09/01/2013 08:35 am ET Updated Nov 01, 2013

Mothers And Worry: Breathe Your Way Through

Recently, I spent a marvelous week on vacation with my family (our eldest son was working out of the country, but the younger two, 25, and 22, were able to join my husband and me). The scene was an idyllic cabin beside a lake filled with bass, osprey soaring the skies, and golden sunsets. It would have been perfect, except for one thing: Worry. Somehow, it stalks me wherever I go.

One particular evening, my sons set out on a fishing expedition that took them up a deserted channel. When they returned they told me all about it (big mistake!) It turned out it was nearly impossible to paddle their kayaks because of the thick weeds, but there were occasional deep, cold pools where they threw in their lines. They didn't have cell phones for fear of losing them in the water. Though it sounded as if there was no imminent danger, I couldn't help imagining what might have happened if an emergency had arisen. Deep phones...darkness get the picture.

So the next day, when they announced they were returning to that very spot to catch "the big one" I was horrified. Not wanting to express (and pass down) my fears, I tried to keep my mouth shut (though I couldn't resist warning to get home before dark).
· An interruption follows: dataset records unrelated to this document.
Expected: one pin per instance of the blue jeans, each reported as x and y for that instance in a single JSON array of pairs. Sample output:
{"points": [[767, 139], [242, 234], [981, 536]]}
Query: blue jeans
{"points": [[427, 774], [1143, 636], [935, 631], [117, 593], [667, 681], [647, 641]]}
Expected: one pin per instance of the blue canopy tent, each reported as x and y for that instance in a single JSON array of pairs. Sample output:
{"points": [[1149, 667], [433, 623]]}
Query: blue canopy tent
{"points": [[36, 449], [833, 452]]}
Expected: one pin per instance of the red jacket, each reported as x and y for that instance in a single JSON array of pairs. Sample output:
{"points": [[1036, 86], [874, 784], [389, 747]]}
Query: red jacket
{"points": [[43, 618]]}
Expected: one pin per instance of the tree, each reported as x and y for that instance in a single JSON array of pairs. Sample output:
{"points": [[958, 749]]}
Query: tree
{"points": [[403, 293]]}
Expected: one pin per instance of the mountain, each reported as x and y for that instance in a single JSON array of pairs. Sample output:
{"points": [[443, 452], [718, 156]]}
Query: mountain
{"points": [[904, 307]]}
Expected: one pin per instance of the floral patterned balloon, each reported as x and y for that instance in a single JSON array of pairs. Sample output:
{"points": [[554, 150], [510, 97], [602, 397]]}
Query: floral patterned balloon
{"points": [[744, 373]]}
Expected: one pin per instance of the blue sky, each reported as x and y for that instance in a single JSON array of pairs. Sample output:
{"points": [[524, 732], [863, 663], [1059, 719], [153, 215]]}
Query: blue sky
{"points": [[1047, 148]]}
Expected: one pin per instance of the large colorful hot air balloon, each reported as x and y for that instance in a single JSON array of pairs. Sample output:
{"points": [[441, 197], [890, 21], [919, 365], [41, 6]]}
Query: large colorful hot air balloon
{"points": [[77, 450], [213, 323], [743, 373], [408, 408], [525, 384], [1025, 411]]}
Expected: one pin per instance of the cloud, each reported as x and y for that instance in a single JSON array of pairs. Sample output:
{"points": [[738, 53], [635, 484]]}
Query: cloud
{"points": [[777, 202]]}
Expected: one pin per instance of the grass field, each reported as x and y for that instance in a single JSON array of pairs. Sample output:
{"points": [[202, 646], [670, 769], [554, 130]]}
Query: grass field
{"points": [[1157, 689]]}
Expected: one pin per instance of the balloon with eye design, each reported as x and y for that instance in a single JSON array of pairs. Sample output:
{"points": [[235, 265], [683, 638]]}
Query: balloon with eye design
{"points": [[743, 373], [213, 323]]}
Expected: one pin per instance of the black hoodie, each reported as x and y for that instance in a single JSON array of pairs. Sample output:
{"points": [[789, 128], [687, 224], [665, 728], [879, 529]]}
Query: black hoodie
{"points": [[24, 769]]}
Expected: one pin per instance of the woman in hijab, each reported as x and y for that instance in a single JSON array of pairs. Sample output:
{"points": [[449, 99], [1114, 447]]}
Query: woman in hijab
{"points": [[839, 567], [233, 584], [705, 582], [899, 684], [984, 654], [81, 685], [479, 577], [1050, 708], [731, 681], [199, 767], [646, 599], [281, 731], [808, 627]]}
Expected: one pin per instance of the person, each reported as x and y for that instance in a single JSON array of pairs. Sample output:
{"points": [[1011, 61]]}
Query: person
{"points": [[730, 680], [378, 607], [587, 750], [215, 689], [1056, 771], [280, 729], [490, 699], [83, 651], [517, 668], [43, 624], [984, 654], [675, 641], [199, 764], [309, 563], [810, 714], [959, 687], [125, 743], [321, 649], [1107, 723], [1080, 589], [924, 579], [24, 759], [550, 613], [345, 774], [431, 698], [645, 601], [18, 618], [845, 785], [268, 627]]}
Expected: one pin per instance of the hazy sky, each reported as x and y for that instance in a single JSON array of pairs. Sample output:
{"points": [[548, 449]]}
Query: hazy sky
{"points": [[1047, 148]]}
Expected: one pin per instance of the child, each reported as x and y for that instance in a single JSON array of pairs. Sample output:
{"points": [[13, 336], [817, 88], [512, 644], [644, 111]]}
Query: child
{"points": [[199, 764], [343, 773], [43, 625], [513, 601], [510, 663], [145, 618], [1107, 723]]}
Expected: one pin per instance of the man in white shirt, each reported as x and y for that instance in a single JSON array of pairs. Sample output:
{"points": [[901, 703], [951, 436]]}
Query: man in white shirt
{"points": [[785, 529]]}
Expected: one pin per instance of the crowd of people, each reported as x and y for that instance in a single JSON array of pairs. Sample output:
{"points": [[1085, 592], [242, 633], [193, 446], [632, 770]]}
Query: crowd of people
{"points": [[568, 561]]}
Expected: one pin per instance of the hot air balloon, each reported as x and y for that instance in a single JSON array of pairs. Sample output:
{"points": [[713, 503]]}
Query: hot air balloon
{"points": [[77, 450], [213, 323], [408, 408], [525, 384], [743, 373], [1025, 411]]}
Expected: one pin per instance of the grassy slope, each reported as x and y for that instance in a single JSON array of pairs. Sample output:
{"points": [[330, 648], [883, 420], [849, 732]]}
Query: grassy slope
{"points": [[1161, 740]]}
I nixed the urge to yell out "Be careful!" as my mother had to me when I was a child every time I went out the door. To my relief, my husband decided to go along with them in the canoe.

Nevertheless, I spent most of that evening worrying, just as my mother used to do. I sat on the dock and worried. I did my yoga postures and worried. I read and worried. When my husband called I scrambled for the phone. Alas, his report was that he couldn't get through the weeds in the canoe and he had lost sight of our sons. He was waiting at the mouth of the channel, it was getting dark, and there was no sign of them.

During the next hour, I realized once again how fruitless, useless and painful worry really is. Yet, it's something mothers do easily, instinctively, and effortlessly. Nothing comes more naturally to most of the mothers I know than worry. And yet, logically, we know that worry won't change the outcome. Concern and caution are good, of course and worry can be beneficial to the survival of the species because it keeps us from taking stupid risks. But to make yourself sick imagining all kinds of grim scenarios is pointless.

I've found that when I revert to this pattern of worry a yogic technique called one-minute breath seems to help. After a couple hours of worrying I remembered the technique and pulled it out of my yogic toolbox.

Here are the instructions, straight from my Kundalini yoga teacher, Akalsukh Singh of Montclair, NJ: Sit with the spine straight, in a comfortable position such as Easy Pose (seated with legs crossed, or you can sit in a chair, feet on the floor). Close your eyes and inhale slowly, to a count of 20, through the nose. Suspend the breath for 20 seconds. Exhale slowly and gradually for 20 seconds through your nose. Continue the cycle; you can start with three minutes and build to 31 minutes. It's best to begin with a short duration and gradually work up to a longer practice.

If you find it difficult to inhale for a count of 20 begin with a shorter interval such as ten or 12 seconds. All sections of the breath are even, so if you begin with ten seconds, hold for ten seconds and then exhale for ten seconds. As you become more adept at one-minute breath you'll be able to gradually increase the duration of your inhalations and exhalations.

While engaged in this breathing technique (aka pranayama), ticking away the seconds in my brain, I found it difficult to ruminate about disaster. I did a lot of this breathing the night my kids were out fishing, and when I finally got the call that they were spotted and on the way home I was already feeling much calmer.

Worry and motherhood seem like natural partners, and frankly, I don't have the answers on how to sever the relationship. And certainly, enough horrible things happen to kids everyday so who can blame us? On the other hand, worry neither caused these events nor prevented them. Worry, really, just makes us suffer.

For me, yoga helps. I'm sure for others, prayer, trust or belief in a higher power is helpful. Some moms may cope with worry by denying it or chugging a bottle of chardonnay. And perhaps a few just don't feel it.

After thirty years of worrying about my kids, however, I've come to the conclusion that it's utterly pointless. (When real problems have occurred, either I wasn't worrying, or I didn't even know that there was something to worry about; i.e., when my middle son suffered a concussion playing rugby at college, I wasn't even aware that he was at a game.)

Worry is a fear-based way of viewing life and it's something I don't want to pass onto my kids. On the other hand, I'm not going to needlessly worry about it if I do (you can be sure I've taught them all one-minute breath, however!).